7. Legal Compliance with the Barbados Data Protection Act

BNR dissemination practices align with the Barbados Data Protection Act (2019). Specifically:

• Fair and lawful processing: All releases follow documented procedures and are justified by public interest in health, under the research/statistics exemption.

• Purpose limitation: Data is disseminated solely for public health monitoring, approved research, or public transparency.

• Data minimisation: Datasets released externally (anonymised or aggregated) contain only essential, non-identifying variables.

• Storage limitation (Retention):
  BNR does not delete core datasets. This is justified under the Act’s Research and Statistics exemption, which permits longer retention provided:

  • Data is not used to take decisions about individuals.
  • Technical and organisational safeguards are in place.
  • Data is not disclosed in an identifiable form.
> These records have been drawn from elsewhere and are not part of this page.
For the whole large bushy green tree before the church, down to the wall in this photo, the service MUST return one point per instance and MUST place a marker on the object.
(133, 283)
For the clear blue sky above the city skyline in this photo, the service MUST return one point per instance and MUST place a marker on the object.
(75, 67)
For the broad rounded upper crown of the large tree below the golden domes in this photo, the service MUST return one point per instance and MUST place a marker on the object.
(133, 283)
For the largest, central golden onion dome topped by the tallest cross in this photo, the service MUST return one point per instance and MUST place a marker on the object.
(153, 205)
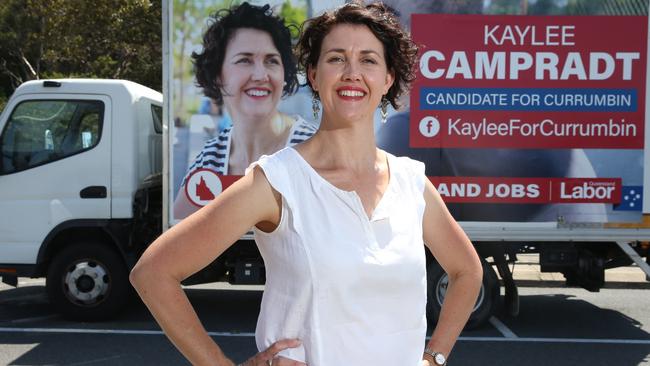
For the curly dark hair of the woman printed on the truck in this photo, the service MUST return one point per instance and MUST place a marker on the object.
(222, 26)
• Security and integrity: All dissemination follows internal approval procedures, encrypted transfers (where needed), and includes metadata documentation.

8. Review and Publication

• An internal checklist is used for every dissemination to validate:
  • Tier classification
  • Suppression rules applied
  • Risk clearance
  • Metadata completeness
• Disseminated datasets include:
  • Data file (CSV, DTA, or JSON)
  • Metadata (.txt)
  • Suppression note
  • Recommended citation (for public use)

9. Version Control and Audit

• Each dissemination assigned a unique name: BNR-<CVD>-<TIER>-<YYYYMM>.dta
• Audit logs stored in BNR-ACCESS-LOG-<YYYYMM>.txt
• Monthly sign-off required from Technical Lead and Data Privacy Officer

10. Contact and Queries

For dataset access requests or questions, contact:
Data Access Manager
datarequests@bnr.org.bb

11. Review Cycle

• SOP reviewed every 12 months or sooner if legislation or BNR policy changes.
• Revisions must be approved by the BNR Professional Advisory Board.